With Ten Kavod and United Hatzalah, Eli is open to scaling and growing internationally. The programs are easily replicable, and Eli has been able to scale to Brazil, Panama, and recently India with relative ease. Eli would like to grow his organization in two main directions: (i) He would like the Israeli operation to grow to 3,000 volunteers and 500 ambucycles. This would enable United Hatzalah to save more lives—with a target response time cut to 90 seconds or less. (ii) Eli would like to continue replicating the model in other countries—transferring the experience accumulated throughout the last two decades to new communities in need and adjusting the how-tos for new contexts. Similar with Brazil and Panama, a supporter of Eli in the local Jewish community is interested in bringing United Hatzalah to his country. With their support, Eli’s organization then trains a core group in their methodology for the country’s context.

The Person

As a six-year-old returning home from school with his brother, Eli witnessed a bus explosion, which affected his life forever. Remembering the incident, he recalls being too frightened to assist an old man calling for help. After that moment, Eli knew he wanted to help others in some way and thought his path would be through medicine.
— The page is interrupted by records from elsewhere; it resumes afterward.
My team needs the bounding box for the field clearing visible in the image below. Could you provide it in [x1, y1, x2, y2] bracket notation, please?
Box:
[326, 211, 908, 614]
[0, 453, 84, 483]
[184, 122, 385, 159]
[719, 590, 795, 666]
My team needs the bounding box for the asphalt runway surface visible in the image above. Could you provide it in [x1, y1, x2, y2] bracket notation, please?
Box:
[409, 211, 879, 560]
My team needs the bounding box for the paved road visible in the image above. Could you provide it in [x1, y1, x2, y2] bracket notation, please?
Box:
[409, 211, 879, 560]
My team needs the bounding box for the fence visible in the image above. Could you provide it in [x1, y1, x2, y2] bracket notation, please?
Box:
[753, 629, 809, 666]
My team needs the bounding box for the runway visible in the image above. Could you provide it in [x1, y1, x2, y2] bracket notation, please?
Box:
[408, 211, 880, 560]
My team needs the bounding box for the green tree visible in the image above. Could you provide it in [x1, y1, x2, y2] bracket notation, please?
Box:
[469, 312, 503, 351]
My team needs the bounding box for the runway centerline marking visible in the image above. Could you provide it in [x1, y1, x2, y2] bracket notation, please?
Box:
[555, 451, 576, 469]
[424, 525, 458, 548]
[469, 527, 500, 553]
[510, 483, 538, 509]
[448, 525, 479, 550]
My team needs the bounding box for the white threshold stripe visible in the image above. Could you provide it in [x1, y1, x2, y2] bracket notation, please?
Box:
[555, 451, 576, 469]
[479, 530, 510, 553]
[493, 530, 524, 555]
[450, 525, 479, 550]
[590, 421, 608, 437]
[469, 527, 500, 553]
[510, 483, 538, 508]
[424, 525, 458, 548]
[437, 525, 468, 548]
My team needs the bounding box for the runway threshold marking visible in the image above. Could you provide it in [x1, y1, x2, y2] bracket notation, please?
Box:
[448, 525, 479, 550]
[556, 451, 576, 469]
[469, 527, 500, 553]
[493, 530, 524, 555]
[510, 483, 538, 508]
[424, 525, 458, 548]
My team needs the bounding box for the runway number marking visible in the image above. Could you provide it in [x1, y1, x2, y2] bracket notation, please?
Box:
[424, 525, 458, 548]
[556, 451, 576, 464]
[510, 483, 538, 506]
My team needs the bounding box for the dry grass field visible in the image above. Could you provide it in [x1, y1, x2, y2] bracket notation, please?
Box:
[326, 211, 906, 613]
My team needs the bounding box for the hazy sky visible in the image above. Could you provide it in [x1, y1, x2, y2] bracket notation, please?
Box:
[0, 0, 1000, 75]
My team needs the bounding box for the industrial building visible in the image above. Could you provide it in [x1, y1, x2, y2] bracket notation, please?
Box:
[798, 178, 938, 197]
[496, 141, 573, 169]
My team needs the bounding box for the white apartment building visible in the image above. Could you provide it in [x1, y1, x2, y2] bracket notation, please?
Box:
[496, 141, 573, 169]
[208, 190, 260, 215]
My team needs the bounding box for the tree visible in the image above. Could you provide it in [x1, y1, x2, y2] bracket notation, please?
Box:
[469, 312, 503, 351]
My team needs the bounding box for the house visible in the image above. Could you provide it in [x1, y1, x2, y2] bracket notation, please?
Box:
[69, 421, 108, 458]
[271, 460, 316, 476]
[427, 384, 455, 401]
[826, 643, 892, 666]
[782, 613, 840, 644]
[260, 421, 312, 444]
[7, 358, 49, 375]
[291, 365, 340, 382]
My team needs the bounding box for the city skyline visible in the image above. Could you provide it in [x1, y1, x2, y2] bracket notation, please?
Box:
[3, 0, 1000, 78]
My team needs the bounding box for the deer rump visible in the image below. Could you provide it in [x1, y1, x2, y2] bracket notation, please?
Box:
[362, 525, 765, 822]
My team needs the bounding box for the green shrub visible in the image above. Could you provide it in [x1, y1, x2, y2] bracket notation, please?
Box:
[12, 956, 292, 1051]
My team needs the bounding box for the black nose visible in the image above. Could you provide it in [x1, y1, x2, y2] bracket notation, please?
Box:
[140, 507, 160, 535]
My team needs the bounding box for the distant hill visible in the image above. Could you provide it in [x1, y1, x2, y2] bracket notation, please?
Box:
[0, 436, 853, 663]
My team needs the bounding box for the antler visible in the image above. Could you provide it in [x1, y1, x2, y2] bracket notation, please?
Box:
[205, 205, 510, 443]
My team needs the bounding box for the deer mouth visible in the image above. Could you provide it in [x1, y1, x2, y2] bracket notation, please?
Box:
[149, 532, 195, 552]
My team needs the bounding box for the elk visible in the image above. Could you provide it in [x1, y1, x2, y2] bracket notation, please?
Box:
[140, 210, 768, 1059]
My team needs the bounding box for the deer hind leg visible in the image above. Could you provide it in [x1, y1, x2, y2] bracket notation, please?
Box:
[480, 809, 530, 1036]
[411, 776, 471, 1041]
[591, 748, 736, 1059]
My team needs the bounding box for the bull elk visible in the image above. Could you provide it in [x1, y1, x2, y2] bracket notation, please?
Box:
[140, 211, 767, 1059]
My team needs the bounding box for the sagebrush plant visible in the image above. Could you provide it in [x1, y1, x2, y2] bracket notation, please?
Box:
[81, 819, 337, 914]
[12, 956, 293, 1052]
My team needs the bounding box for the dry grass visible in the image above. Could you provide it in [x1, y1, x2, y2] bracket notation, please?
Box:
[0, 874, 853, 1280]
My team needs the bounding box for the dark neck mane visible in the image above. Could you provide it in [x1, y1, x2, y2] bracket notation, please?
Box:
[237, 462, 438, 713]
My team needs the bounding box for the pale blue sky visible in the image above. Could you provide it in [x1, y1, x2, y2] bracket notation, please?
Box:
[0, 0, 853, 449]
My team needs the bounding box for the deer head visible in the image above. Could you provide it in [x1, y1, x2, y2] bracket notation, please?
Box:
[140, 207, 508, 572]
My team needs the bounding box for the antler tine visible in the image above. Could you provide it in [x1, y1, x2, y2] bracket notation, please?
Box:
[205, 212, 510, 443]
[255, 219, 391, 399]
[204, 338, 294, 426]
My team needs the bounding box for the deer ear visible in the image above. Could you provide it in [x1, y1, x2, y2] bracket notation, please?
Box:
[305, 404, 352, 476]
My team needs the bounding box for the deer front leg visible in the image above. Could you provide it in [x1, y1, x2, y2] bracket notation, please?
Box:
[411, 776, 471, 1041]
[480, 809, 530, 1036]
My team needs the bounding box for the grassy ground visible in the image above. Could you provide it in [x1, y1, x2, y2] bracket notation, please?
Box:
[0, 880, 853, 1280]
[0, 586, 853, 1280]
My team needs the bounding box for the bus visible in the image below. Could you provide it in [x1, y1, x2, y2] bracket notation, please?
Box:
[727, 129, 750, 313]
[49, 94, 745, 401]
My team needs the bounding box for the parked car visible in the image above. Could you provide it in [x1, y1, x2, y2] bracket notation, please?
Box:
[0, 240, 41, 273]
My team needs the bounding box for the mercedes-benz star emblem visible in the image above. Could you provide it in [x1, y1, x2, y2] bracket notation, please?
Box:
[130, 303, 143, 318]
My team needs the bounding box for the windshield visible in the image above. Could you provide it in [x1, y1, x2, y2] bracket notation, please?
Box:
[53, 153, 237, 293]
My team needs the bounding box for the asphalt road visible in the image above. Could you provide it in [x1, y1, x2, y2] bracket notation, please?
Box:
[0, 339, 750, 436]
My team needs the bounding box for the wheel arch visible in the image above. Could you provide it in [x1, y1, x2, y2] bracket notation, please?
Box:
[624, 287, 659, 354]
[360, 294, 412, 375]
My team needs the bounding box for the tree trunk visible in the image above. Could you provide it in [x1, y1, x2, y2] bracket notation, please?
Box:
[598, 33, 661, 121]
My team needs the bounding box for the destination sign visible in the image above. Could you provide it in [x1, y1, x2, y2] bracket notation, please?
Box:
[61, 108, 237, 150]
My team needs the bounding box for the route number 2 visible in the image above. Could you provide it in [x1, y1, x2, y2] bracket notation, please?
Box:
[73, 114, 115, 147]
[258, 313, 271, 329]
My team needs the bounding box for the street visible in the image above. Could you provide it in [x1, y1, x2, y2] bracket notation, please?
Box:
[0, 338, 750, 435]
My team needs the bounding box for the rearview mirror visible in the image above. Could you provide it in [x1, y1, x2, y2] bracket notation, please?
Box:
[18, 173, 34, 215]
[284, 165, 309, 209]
At age 15, Eli became a volunteer EMT and worked in the ambulance corps. He became aware of the problem of slow response time due to the often winding alleyways of Israel and the constant traffic. While on duty, Eli’s ambulance team took more than half an hour to get to a choking child. Unable to resuscitate the child, Eli was struck by the fact that a doctor lived only blocks away. Had the physician been informed of the emergency, he could have filled the gap in treatment time. These experiences motivated Eli to create United Hatzalah.